Megoura viciae is a large, green aphid in the family Aphididae native to Europe that feeds on plants in the genus Vicia. They are commonly known as vetch aphids for this reason.

==Taxonomy==
Megoura viciae was described by English entomologist George Bowdler Buckton in 1876. It is the type species of the genus Megoura.

==Morphology==
Megoura viciae has a large globular green abdomen with a smaller black prothorax, black cauda, black legs, black antennae and a black head. Towards the rear of the body are large crescent-shaped black sclerites which are in front of the siphunculi. The eyes are red in colour. Dependent on the stage in their lifecycle M. viciae may be winged or wingless.

==Distribution and habitat==
Megoura viciae is widely present in Europe, from latitudes 64–65° N across Scandinavia, into Denmark and the rest of Europe (including England) and south to the Mediterranean.

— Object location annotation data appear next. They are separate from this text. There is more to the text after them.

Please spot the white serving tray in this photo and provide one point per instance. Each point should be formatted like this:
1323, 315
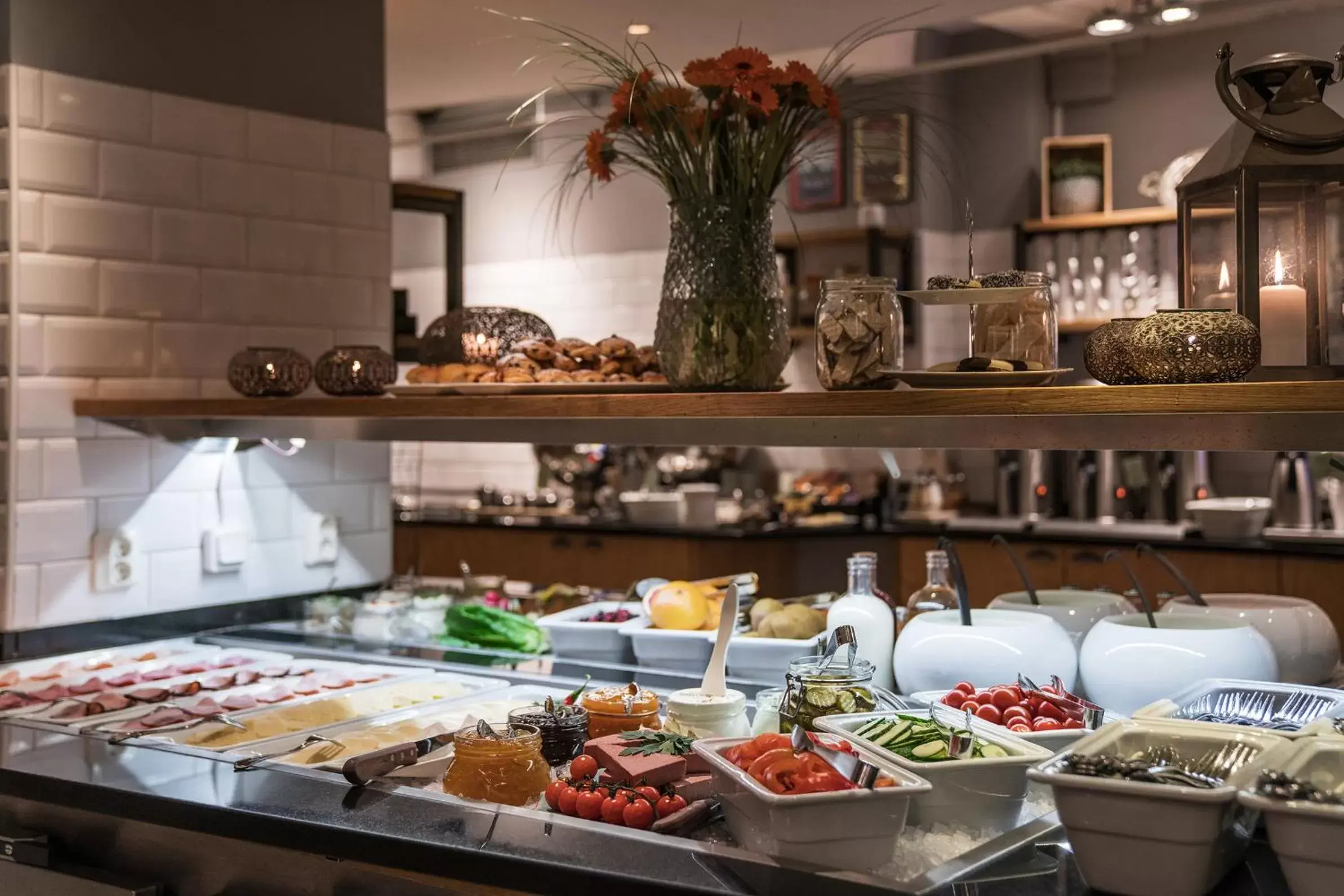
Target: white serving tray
1168, 707
115, 722
976, 793
183, 737
1053, 741
593, 641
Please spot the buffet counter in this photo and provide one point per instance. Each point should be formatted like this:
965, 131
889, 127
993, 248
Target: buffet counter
183, 817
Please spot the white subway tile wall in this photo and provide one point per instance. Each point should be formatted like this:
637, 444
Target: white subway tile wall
161, 234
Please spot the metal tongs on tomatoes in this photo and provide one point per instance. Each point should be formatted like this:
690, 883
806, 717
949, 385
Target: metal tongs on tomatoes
1074, 707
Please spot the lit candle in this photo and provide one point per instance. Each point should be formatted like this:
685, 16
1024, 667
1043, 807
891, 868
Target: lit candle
1283, 322
1223, 297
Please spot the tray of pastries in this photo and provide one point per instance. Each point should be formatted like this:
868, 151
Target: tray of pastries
613, 364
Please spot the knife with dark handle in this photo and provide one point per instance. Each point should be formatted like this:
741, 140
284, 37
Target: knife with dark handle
364, 768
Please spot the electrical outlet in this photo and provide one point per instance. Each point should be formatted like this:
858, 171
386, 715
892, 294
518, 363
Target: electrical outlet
117, 560
322, 541
224, 549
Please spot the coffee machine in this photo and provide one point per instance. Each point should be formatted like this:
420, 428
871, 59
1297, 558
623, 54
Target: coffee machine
1025, 484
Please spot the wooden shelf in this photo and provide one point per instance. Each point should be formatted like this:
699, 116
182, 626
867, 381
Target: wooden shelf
840, 237
1101, 221
1218, 417
1082, 326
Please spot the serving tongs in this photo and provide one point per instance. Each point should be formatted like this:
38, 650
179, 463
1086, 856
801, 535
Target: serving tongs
1070, 705
864, 774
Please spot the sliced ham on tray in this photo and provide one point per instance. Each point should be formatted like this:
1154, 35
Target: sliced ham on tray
204, 707
50, 694
159, 717
218, 683
15, 699
91, 685
280, 694
239, 702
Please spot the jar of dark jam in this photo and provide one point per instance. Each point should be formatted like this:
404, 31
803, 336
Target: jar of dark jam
563, 729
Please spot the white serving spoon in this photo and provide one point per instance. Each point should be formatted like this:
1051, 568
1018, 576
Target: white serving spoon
715, 680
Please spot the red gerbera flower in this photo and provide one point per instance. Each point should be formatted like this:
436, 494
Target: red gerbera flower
707, 73
796, 73
600, 152
745, 62
760, 93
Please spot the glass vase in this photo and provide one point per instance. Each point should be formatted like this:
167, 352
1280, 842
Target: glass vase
722, 320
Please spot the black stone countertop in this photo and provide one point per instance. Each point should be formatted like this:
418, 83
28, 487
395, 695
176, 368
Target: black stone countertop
412, 829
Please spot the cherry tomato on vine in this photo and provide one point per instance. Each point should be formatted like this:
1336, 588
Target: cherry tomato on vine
582, 766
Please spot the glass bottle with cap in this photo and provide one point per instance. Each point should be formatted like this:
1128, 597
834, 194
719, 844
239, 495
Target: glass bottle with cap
937, 591
869, 614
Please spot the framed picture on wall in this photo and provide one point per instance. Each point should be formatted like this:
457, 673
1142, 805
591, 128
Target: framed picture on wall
819, 179
881, 159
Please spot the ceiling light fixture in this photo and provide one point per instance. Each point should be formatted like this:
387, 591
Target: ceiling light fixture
1108, 23
1175, 12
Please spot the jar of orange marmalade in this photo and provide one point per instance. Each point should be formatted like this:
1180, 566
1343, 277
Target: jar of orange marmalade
616, 710
498, 769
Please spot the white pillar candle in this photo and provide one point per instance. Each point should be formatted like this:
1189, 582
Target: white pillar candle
1283, 322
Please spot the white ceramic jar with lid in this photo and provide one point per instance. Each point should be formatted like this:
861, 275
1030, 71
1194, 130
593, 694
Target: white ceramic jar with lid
695, 714
871, 618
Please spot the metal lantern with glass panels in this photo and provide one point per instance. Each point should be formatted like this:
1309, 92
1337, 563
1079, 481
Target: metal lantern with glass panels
1261, 221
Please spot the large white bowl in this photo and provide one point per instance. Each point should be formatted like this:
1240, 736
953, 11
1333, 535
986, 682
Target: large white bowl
1073, 609
934, 650
1125, 664
1303, 637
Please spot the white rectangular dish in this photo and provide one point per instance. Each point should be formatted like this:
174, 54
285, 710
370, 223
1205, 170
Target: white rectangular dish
1211, 689
1052, 741
851, 829
312, 684
976, 793
73, 664
324, 711
151, 674
596, 641
1158, 840
767, 660
1307, 836
669, 648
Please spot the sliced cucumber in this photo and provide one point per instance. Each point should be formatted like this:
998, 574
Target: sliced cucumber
932, 750
823, 698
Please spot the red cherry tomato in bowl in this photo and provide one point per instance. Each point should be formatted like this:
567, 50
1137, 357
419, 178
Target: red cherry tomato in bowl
582, 766
639, 814
589, 805
613, 809
990, 714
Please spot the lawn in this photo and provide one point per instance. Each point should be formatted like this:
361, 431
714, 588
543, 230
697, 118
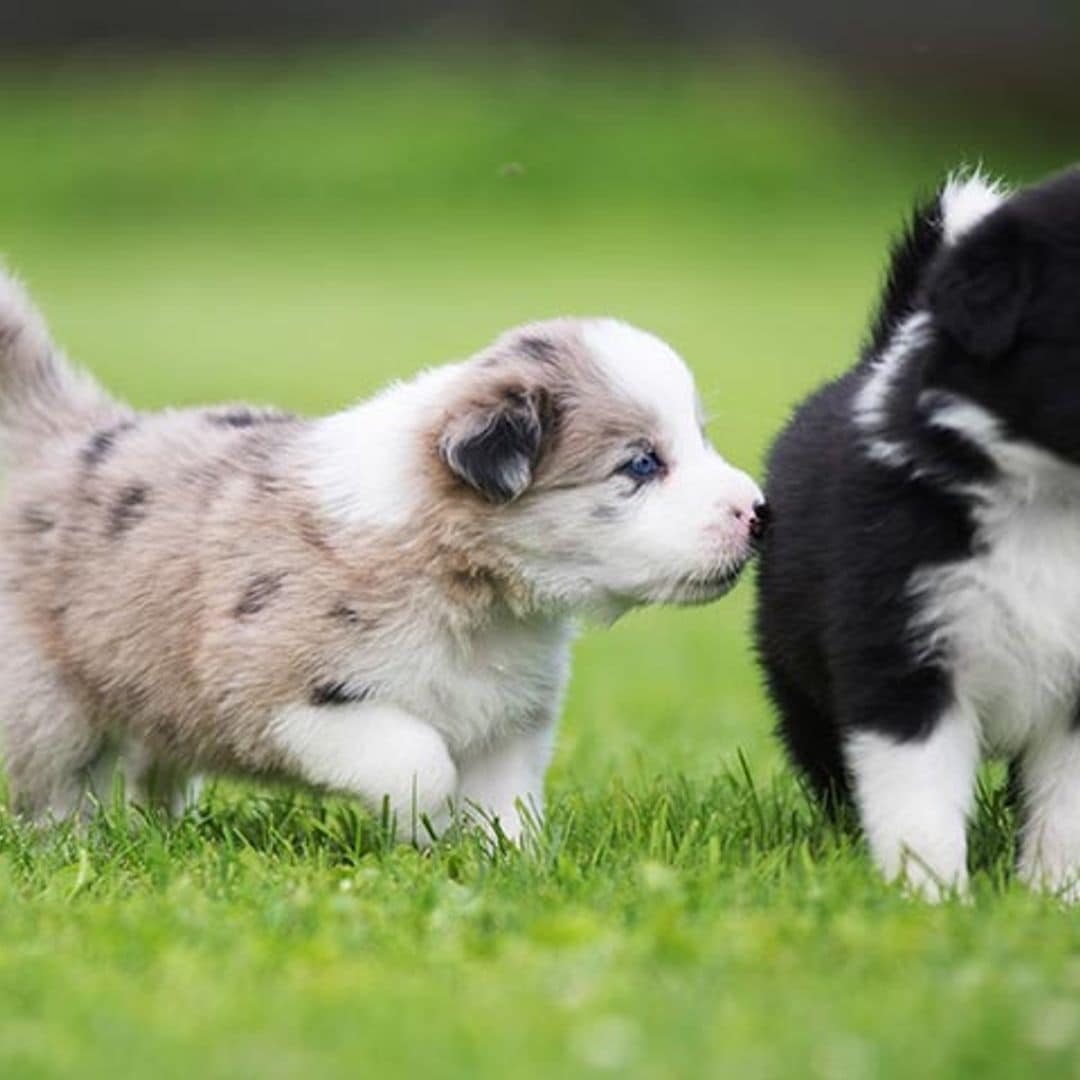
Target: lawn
300, 229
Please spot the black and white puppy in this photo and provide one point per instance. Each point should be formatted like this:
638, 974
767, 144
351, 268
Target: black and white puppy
919, 602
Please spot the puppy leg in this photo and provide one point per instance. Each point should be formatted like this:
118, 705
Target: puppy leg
51, 745
1050, 837
154, 784
504, 784
914, 798
374, 753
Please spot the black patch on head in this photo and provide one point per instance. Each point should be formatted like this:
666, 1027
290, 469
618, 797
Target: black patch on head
246, 418
909, 258
338, 693
100, 444
605, 511
36, 518
981, 287
346, 612
258, 592
129, 509
497, 453
539, 349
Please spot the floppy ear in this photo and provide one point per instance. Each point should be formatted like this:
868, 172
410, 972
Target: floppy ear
982, 285
494, 446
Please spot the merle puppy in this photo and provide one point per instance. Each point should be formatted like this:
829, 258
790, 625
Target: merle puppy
919, 602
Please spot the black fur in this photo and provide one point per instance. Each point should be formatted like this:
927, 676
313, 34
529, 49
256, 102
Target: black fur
908, 259
127, 509
247, 418
100, 444
834, 612
338, 693
37, 518
257, 594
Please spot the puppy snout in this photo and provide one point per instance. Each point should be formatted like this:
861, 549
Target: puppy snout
755, 520
759, 518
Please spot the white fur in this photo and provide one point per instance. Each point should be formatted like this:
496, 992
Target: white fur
490, 697
504, 784
967, 199
914, 800
872, 401
374, 752
363, 461
1006, 618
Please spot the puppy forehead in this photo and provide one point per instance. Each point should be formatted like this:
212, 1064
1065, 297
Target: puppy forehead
643, 367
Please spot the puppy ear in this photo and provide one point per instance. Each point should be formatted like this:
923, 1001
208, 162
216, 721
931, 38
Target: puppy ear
495, 446
982, 286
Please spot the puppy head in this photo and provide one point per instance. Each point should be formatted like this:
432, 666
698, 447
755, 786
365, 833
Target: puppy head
579, 446
1007, 299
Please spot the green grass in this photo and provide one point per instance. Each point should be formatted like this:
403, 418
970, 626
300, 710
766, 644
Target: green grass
299, 230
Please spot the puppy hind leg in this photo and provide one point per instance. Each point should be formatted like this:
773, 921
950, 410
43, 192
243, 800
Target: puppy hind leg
812, 742
51, 745
1050, 795
915, 796
504, 783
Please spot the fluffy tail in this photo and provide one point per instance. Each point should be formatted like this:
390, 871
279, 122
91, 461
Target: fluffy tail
41, 394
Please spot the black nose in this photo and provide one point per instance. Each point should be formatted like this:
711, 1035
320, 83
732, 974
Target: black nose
759, 523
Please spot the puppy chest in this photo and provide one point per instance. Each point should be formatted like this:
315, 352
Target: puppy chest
499, 682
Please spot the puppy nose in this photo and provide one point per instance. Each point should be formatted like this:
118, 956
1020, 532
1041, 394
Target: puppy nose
758, 524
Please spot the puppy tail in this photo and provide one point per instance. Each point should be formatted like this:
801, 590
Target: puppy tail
41, 394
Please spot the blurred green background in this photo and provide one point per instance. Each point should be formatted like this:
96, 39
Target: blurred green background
297, 224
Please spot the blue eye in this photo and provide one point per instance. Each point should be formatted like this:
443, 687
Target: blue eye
643, 466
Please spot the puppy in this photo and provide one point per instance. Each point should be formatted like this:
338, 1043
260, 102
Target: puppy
378, 603
919, 601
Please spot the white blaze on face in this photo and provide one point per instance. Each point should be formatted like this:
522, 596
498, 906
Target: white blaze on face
691, 526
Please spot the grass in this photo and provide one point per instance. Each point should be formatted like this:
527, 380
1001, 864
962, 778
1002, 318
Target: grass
299, 230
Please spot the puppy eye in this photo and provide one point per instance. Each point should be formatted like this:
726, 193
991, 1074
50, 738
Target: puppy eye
643, 466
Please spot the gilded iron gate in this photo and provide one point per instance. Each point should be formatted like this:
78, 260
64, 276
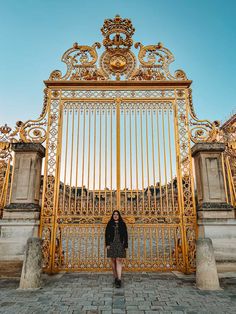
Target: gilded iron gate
118, 136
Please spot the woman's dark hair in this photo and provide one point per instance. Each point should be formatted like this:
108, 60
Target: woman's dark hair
120, 218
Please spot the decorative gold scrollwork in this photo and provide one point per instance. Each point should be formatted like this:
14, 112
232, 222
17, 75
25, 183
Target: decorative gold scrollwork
80, 61
155, 61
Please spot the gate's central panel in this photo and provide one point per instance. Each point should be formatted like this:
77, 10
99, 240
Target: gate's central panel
118, 138
118, 154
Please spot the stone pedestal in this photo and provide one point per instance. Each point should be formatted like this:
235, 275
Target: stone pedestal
216, 218
32, 266
206, 272
21, 217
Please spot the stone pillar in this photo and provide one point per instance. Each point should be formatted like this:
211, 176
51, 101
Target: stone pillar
21, 217
32, 265
216, 218
206, 272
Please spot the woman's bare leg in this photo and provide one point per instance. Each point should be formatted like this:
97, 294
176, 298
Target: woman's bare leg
113, 265
119, 267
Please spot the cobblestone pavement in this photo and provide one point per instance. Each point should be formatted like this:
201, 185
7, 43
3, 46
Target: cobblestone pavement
140, 293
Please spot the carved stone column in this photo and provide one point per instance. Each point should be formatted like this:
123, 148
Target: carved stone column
21, 217
216, 218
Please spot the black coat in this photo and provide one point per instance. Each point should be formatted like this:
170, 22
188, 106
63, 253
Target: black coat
110, 233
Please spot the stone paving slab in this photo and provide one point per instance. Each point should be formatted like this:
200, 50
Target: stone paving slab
93, 293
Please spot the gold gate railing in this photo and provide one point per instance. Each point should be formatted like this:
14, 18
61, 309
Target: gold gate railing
5, 172
118, 153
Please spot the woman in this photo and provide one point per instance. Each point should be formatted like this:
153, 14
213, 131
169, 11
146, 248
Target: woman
116, 243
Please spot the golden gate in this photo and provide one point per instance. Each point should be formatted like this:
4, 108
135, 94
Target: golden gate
118, 137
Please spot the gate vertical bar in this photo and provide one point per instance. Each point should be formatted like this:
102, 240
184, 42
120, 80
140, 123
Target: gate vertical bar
118, 102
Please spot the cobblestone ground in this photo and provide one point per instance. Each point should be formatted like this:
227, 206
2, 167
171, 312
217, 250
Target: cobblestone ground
140, 293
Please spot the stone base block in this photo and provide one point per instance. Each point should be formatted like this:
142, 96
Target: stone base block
10, 268
13, 238
223, 235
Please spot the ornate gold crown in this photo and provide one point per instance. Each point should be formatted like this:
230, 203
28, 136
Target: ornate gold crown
123, 30
5, 129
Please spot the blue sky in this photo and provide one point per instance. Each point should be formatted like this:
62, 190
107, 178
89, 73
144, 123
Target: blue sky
34, 34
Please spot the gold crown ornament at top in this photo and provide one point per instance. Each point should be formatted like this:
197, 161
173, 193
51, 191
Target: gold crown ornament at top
118, 61
122, 31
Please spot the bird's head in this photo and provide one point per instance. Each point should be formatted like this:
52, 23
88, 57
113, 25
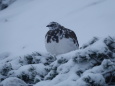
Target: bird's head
53, 25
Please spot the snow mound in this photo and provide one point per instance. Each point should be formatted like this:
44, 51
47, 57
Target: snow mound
92, 65
13, 81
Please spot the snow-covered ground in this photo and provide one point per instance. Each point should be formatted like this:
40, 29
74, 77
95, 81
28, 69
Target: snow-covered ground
23, 23
24, 59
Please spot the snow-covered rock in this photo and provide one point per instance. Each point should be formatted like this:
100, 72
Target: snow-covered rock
13, 81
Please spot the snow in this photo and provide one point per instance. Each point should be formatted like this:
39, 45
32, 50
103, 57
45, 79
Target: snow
22, 34
64, 46
23, 24
13, 81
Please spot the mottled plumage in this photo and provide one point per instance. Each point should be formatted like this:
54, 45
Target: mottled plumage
59, 39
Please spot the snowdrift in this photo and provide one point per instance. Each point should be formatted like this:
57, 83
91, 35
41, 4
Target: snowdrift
92, 65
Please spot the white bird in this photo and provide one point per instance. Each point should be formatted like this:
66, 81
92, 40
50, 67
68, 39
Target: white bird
60, 40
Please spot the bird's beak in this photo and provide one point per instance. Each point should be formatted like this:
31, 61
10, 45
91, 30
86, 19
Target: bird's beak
48, 26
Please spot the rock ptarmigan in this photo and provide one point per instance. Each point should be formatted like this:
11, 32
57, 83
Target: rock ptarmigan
60, 40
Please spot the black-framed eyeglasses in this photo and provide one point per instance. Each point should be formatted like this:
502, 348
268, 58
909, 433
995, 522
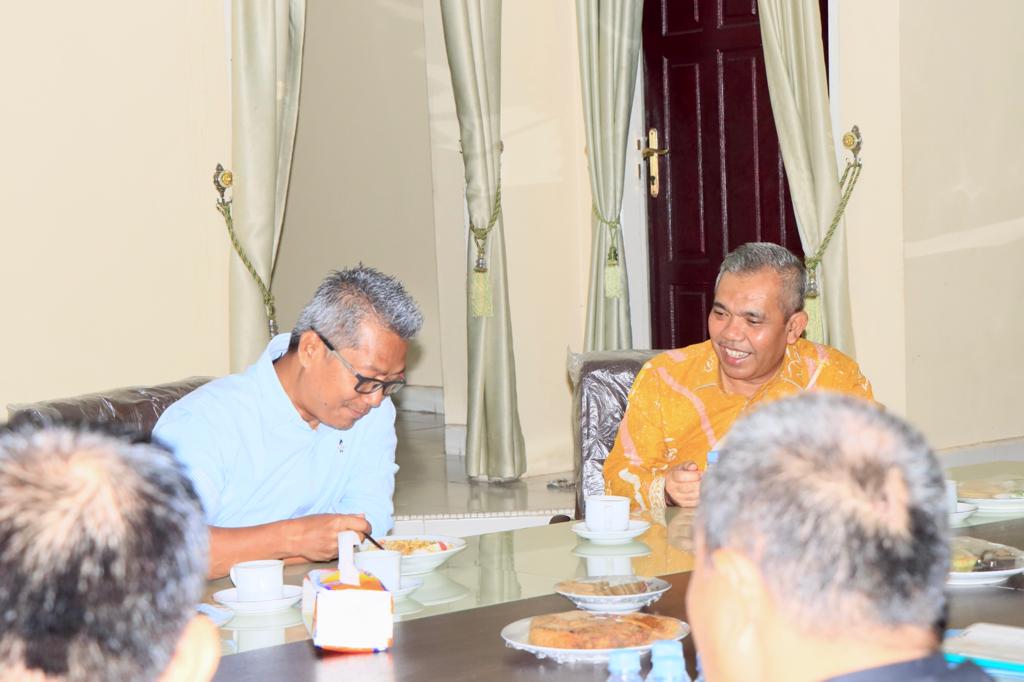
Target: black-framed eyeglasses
365, 385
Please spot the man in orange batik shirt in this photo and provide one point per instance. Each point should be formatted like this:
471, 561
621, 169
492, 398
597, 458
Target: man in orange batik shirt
684, 401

It also occurs in Ethiopia and has been recorded from North America.

==Host plants==
Megoura viciae feeds on leguminous plants, primarily vetch, peas and broad beans of the genus Vicia from which M. viciae gets its common name of vetch aphids. Feeding on the host plant causes a leaf gall to form.

==Life cycle==
Megoura viciae does not move between primary and secondary plants, spending its life cycle on a leguminous host plant. Eggs are laid at the base of the host plant and these hatch in the spring. Winged forms are produced after three generations and these winged aphids then move on to other plants. In the autumn the aphids move on to the seed pods of the host plant.
Like most aphids, M. viciae is viviparous.